If a solvent with a skin notation is being used, then impervious gloves must be used. Barrier creams are
useful in preventing paint from adhering to the skin and in combating the "dryness" associated with the defatting action of
most solvents; however, their usefulness in preventing the absorption of solvent through skin is not documented. Solvents
must never be used to remove paint/coating from the skin.
Work clothing should be provided. After completing painting or sanding operations, hygienic showers
should be taken prior to changing into street clothing.
Prior to beginning any painting operation, preventive medicine/industrial hygiene
personnel must be contacted. Painting materials can cause serious health
problems if used improperly or without adequate respiratory protection.
Before beginning painting operations, contact local preventive medicine/industrial hygiene personnel, who
will determine minimum respiratory protection requirements in accordance with TB MED 514. Depending on method of
application and facilities available, some sort of respirator will probably be required.

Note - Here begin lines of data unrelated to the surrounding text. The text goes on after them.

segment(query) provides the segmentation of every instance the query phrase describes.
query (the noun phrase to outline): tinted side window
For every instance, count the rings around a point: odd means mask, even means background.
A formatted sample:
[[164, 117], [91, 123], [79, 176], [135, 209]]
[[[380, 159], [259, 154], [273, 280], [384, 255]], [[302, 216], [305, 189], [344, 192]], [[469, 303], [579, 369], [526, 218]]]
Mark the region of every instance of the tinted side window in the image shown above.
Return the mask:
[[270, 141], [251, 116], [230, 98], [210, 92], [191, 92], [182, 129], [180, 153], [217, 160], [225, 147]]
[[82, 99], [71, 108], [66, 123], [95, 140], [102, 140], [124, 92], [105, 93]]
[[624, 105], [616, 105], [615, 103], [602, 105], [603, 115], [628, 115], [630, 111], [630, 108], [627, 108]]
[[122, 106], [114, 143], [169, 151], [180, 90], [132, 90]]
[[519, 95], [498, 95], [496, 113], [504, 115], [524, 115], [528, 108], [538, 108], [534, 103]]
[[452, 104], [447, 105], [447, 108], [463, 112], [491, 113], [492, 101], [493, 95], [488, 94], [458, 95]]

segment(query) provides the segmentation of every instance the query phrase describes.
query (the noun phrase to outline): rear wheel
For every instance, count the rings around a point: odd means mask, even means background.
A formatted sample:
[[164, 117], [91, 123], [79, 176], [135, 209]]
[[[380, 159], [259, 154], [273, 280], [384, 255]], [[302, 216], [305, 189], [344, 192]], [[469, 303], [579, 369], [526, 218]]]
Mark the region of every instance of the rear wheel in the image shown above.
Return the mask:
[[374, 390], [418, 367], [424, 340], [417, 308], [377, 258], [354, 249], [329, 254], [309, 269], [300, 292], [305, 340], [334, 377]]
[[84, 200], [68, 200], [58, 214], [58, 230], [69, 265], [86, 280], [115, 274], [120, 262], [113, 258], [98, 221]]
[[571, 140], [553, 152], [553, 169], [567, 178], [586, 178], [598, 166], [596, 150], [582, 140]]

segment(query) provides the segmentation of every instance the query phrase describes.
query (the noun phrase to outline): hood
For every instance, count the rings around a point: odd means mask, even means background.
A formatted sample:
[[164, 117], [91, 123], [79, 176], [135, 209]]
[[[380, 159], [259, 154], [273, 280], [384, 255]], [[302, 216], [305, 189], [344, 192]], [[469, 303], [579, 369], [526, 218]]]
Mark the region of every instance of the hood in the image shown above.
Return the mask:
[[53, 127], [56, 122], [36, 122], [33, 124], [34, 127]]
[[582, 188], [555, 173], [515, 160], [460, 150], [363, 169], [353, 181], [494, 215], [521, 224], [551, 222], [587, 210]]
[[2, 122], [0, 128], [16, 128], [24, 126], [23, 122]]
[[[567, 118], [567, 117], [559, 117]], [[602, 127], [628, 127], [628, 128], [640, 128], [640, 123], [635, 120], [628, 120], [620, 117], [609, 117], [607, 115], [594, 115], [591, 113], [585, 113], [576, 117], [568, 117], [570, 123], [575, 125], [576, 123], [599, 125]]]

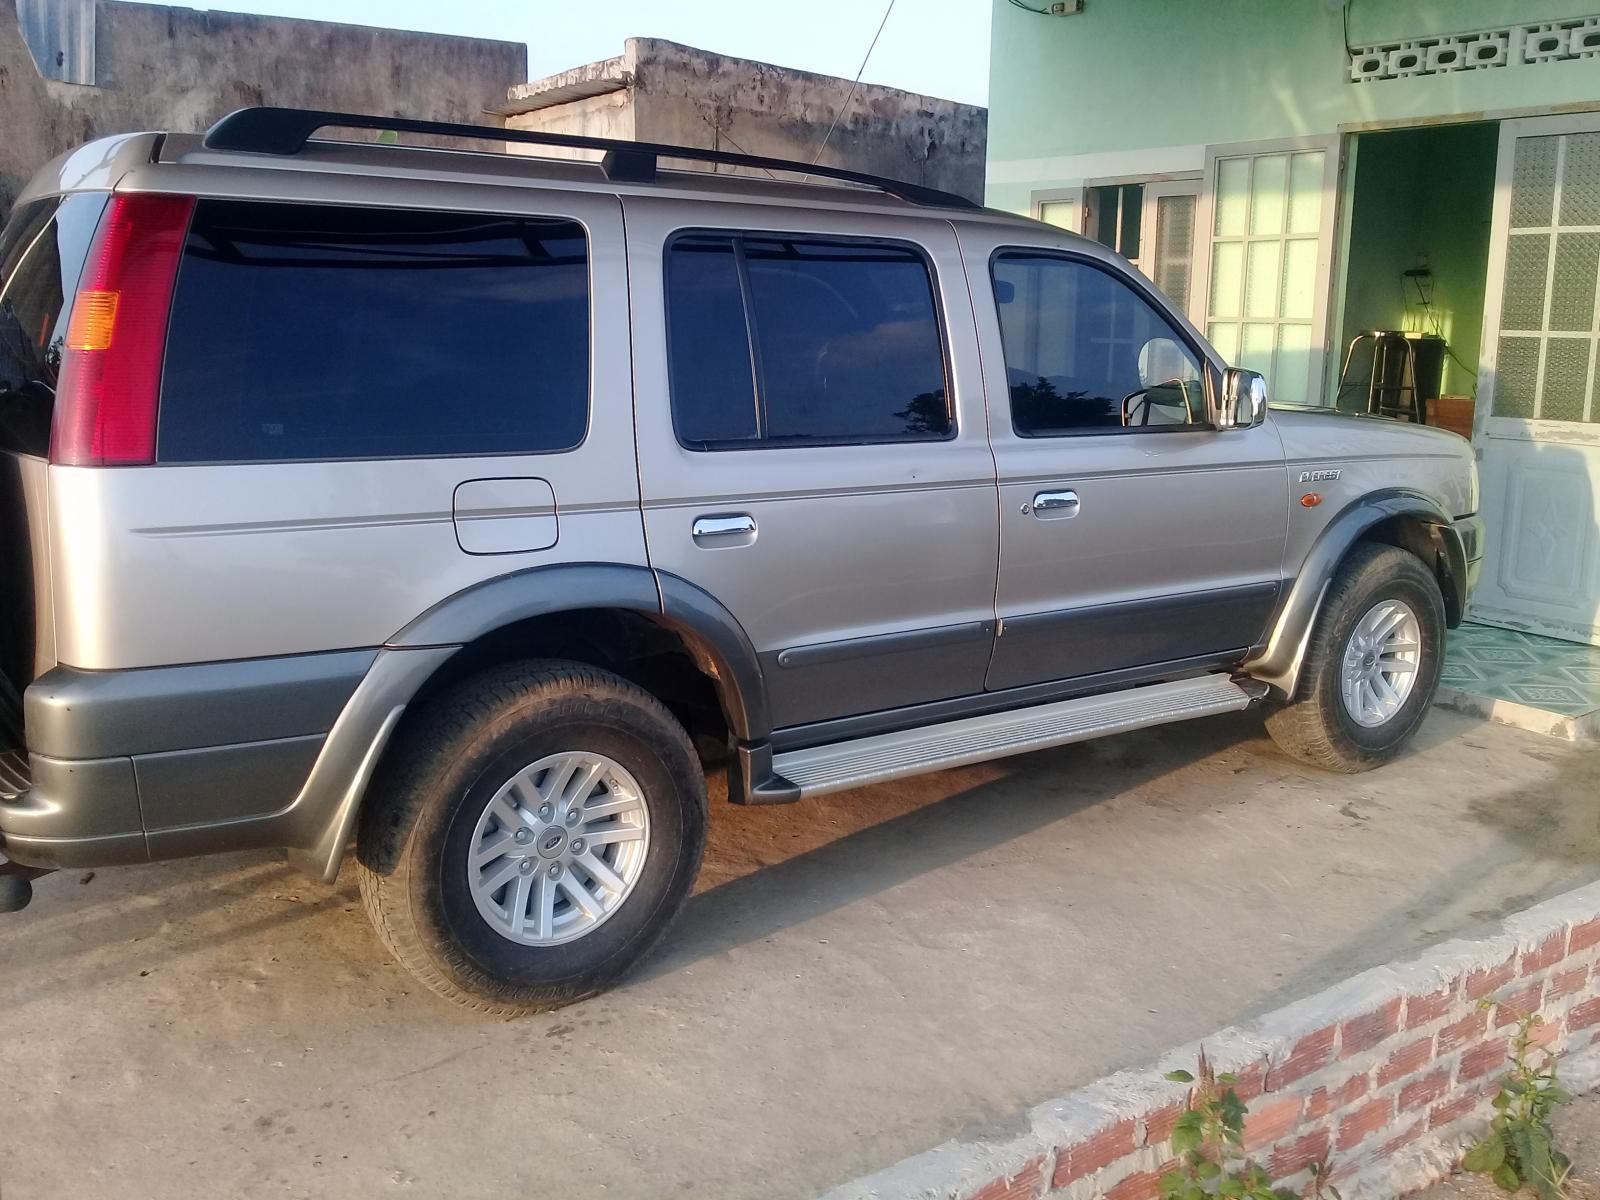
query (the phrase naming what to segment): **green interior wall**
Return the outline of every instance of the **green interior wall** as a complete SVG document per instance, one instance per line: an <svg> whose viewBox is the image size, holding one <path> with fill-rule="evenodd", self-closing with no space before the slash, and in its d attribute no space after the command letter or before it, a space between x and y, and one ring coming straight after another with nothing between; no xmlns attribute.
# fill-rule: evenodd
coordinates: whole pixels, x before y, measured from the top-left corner
<svg viewBox="0 0 1600 1200"><path fill-rule="evenodd" d="M1498 139L1492 122L1357 137L1341 358L1362 329L1439 332L1454 355L1443 390L1473 393ZM1422 256L1433 271L1431 319L1401 274Z"/></svg>

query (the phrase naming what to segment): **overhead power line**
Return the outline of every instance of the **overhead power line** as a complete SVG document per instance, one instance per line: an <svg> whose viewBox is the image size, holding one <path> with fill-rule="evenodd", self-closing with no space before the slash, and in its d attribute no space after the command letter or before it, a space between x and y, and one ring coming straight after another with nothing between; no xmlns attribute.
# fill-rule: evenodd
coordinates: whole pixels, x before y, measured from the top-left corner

Levels of exposure to contaminants will be documented by preventive medicine/industrial hygiene
personnel. Additional monitoring is required whenever there has been any change in the operation which could result in
new or additional exposures.
Ventilation. The use of respiratory protection equipment does NOT waive the requirement for engineering control
measures. The ventilation design specifications for spray paint booths are in TB MED 514.
Preferred Coatings. Whenever available, lead-and chromate-free coatings should be used.
Warning Labels. Warning labels are required on products which contain materials hazardous to your health.
Read these warnings.
1-8. MEDICAL SURVEILLANCE
Medical surveillance to detect adverse health effects will be determined by the installation medical authority (IMA) based
on the specific constituents of the coating. In general, medical surveillance is required for anyone who works more than
30 days per year in either a paint spraying operation or in a brush or roller application when respiratory protection is
required. Personnel involved in painting at direct support, general support, and depot levels of maintenance will normally
require surveillance. Vehicle/equipment operators and unit maintenance section personnel usually do not perform enough
brush touch-up painting to warrant medical surveillance.